Local first responders and medical students are testing their readiness in life-threatening events. It’s part of Greenville Health System’s 4th annual emergency preparedness exercise.
They chose scenarios that have become all too common.
Dr. Tom Blackwell, Professor of Emergency Medicine, leads the training.
“If we have a disgruntled employee, or student or patient or who knows what, just come through our front door,” said Dr. Blackwell, “we’re gonna be better prepared to handle that here.”
That meant, preparing to handle an active shooter. In Friday’s drill, medical students and volunteers acted as the victims.
Second year medical student Jessica Williams played a combative patient who heckled the first responders.
“These are patients we’re gonna see in real life. Not everyone’s gonna be your nice complacent patient where you’ll be able to help them very easily. You have to be able to work with a diverse population,” said Williams.

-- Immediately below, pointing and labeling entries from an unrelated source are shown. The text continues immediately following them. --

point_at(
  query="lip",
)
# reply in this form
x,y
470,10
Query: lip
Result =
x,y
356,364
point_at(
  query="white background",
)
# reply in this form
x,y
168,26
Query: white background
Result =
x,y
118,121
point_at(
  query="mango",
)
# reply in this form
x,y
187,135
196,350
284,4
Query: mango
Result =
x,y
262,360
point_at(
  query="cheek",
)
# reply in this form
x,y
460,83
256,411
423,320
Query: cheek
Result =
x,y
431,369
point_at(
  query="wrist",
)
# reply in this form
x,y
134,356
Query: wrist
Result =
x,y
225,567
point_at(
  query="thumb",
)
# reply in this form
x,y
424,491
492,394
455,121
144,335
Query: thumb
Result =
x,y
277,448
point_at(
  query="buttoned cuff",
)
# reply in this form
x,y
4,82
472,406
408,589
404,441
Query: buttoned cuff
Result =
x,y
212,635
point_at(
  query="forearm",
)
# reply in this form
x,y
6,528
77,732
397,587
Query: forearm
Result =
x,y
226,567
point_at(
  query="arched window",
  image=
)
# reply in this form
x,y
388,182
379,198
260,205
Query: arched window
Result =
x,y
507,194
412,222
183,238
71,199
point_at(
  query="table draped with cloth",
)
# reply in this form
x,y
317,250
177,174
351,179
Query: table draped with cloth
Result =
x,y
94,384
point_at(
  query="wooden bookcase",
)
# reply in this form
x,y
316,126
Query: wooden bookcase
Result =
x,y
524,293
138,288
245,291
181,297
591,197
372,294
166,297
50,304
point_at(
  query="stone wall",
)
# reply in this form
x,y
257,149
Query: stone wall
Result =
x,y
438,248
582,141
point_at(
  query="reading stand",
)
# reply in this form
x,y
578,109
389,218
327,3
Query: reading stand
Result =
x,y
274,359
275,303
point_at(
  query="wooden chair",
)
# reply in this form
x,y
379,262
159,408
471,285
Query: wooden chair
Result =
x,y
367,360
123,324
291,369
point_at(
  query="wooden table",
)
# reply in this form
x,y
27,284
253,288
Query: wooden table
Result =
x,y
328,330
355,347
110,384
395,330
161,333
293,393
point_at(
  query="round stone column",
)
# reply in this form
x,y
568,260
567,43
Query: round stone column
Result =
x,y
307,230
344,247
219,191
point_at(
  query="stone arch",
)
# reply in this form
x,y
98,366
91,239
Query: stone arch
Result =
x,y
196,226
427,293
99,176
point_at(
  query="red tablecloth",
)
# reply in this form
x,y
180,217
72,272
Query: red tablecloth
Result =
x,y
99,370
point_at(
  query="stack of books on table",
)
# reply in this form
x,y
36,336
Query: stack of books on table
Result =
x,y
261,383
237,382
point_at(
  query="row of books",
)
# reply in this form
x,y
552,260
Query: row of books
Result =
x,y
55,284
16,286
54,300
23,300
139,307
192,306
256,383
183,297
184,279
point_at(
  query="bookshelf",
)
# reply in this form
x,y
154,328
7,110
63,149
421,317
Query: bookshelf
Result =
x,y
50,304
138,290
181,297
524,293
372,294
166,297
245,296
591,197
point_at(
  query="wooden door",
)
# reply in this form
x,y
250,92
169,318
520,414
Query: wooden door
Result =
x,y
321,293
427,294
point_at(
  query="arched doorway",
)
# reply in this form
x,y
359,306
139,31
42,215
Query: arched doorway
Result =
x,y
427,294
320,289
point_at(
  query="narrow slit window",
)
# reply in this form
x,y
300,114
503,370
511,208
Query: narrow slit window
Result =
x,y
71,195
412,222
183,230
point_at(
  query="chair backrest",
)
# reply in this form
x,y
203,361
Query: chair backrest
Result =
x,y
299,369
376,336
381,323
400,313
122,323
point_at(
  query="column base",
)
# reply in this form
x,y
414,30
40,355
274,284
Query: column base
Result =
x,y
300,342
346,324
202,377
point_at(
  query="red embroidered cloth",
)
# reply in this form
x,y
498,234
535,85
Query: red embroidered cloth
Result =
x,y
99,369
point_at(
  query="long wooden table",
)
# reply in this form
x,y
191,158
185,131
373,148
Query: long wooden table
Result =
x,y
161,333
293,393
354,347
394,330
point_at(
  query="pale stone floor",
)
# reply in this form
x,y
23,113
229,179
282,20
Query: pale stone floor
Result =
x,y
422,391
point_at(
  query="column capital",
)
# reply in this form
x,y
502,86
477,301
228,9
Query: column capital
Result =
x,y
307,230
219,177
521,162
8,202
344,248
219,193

Greenville Health System and the University Of South Carolina School of Medicine Greenville hosted the training to test the readiness of local first responders in life-threatening scenarios, which also included several mock car wrecks.
It’s a scenario the emergency crews see often and lessons students were grasping for the first time.
“We’ve been practicing in lab, very simulated and it wasn’t as high stakes as this was. And so it was something new and something exciting we hadn’t experienced before,” said Kelsey Williams, a first year medical students.
Along with local police, deputies, firefighters and medical students, more than 170 volunteers from local colleges and high schools played the victims as well to make the drill possible.
The details are kept a secret so the students and first responders don’t always know what to expect.
This was the 4th year for the training and they plan to do it again next year.